Question

Reduce the degree of the form ${{63}^{\text{o}}}14'51''$ into centesimal measure.

Answer 1

Hint: We will apply the formula used for defining the relationship between degrees and grades. The formula is given by ${{90}^{\text{o}}}={{100}^{g}}$. Here $^{\text{o}}$ is called the degree and g is called grades.

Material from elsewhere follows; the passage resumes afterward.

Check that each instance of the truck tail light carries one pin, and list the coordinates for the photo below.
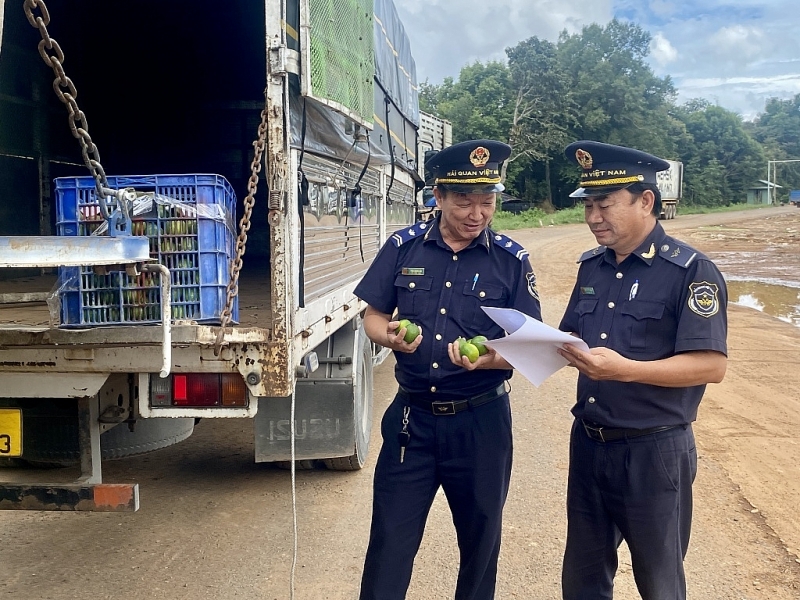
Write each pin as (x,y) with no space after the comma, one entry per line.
(198,390)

We will apply the concept of degree, minutes and seconds which have numerical form as ${{\left( 1 \right)}^{\text{o}}}=60'$ or $\left( 1 \right)'={{\left( \dfrac{1}{60} \right)}^{\text{o}}}$ and ${{\left( 1 \right)}^{\text{o}}}={{\left( \dfrac{1}{3600} \right)}^{\text{o}}}$.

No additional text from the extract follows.